So the simulation is alleged to be correct, and also alleged to be incorrect, giving the wrong behaviour when simulating P(P). As you say yourself, "very different" behaviour.

> The correctly simulated P cannot possibly terminate normally by reaching
> its own "return" instruction. The executed P does terminate normally and
> reaches its own "return" instruction.
>
> If you are not an expert in the x86 language then you lack the basis to
> determine that the input to H(P,P) is not simulated correctly. The
> strongest claim that you can make is that on the basis that you do not
> understand the x86 language you do not understand the proof.

On the contrary, you have said it is giving the wrong results (or at least, you have said that "the behavior of the correctly simulated P is very different than the directly executed P(P)") and so it can seen that the simulation is incorrect.

[Ben Bacarisse]

That's, at best, about third of fourth!

First you'd have to teach PO what a proof is. He still maintains that
if A,B,C ⊦ X then A,B,C,~A ⊬ X.

But, in fact, he's no trying to prove anything. He's just searching for
words to obscure the fact that he's claiming the wrong answer is the
right one.

A while back he realised that no algorithm, H, exists such that H(X,Y)
== true iff X(Y) "halts" (or returns to it's caller if you prefer), so
what to do?

Well he just decided a few years ago to assert that H(P,P) == false is
"correct even though P(P) halts" (his words). Originally a sketch of H
was posted, and H(P,P) == false was justified because P(P) /wouldn't/
halt "if line 15 (of H) were commented out" (his words). No shit,
Sherlock! Indeed it would not. But that made the ruse too clear. So
we had "P(P) only halts because H stops is". Yup. Also true. Also why
H(P,P) == false is wrong.

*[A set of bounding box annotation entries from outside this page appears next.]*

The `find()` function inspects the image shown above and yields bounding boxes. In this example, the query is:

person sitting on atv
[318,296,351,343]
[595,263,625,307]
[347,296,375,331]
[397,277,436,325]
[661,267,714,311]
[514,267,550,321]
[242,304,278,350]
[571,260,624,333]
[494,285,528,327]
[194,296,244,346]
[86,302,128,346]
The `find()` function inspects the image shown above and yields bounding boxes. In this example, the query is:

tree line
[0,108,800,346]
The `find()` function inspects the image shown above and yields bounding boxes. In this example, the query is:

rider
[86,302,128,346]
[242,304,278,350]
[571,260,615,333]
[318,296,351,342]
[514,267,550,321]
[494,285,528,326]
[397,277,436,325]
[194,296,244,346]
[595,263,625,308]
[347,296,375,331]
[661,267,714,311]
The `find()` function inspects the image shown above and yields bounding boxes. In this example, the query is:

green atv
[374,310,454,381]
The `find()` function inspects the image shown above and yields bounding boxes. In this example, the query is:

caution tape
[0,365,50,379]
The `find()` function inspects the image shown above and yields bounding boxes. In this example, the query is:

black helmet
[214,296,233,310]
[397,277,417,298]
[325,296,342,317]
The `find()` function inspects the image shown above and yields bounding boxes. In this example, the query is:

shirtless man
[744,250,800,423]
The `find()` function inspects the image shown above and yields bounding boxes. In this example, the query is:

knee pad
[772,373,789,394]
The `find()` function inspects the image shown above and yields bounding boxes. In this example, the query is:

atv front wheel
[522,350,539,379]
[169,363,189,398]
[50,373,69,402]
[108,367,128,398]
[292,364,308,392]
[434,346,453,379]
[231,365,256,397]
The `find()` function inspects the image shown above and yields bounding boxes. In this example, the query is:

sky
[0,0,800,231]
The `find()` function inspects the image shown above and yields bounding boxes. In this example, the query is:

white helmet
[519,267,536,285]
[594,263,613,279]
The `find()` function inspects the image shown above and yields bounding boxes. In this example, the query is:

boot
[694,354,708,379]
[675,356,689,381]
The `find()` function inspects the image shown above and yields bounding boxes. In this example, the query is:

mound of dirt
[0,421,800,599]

Also too clear.

But he is learning that being clear is not helpful, so the latest mantra
(well, latest but one, probably) is that "the input to H(P,P) does not
halt" despite the "input to H(P,P)" being just two pointers and that
halting (or otherwise) is not a property of pointers.

--
Ben.

[olcott]

It is proven to be correct in that the line-by-line execution trace of
the simulation exactly matches the line-by-line x86 source-code of P.

> and also alleged to be incorrect,

By fools that don't have a clue and are simply too dumb to verify that
the line-by-line execution trace exactly matches the line-by-line
source-code of P.

[Dennis Bush]

It is also proven that the line-by-line execution trace of the simulated input to Ha3(N,5) by Ha3 exactly matches the line-by-line x86 source-code of N.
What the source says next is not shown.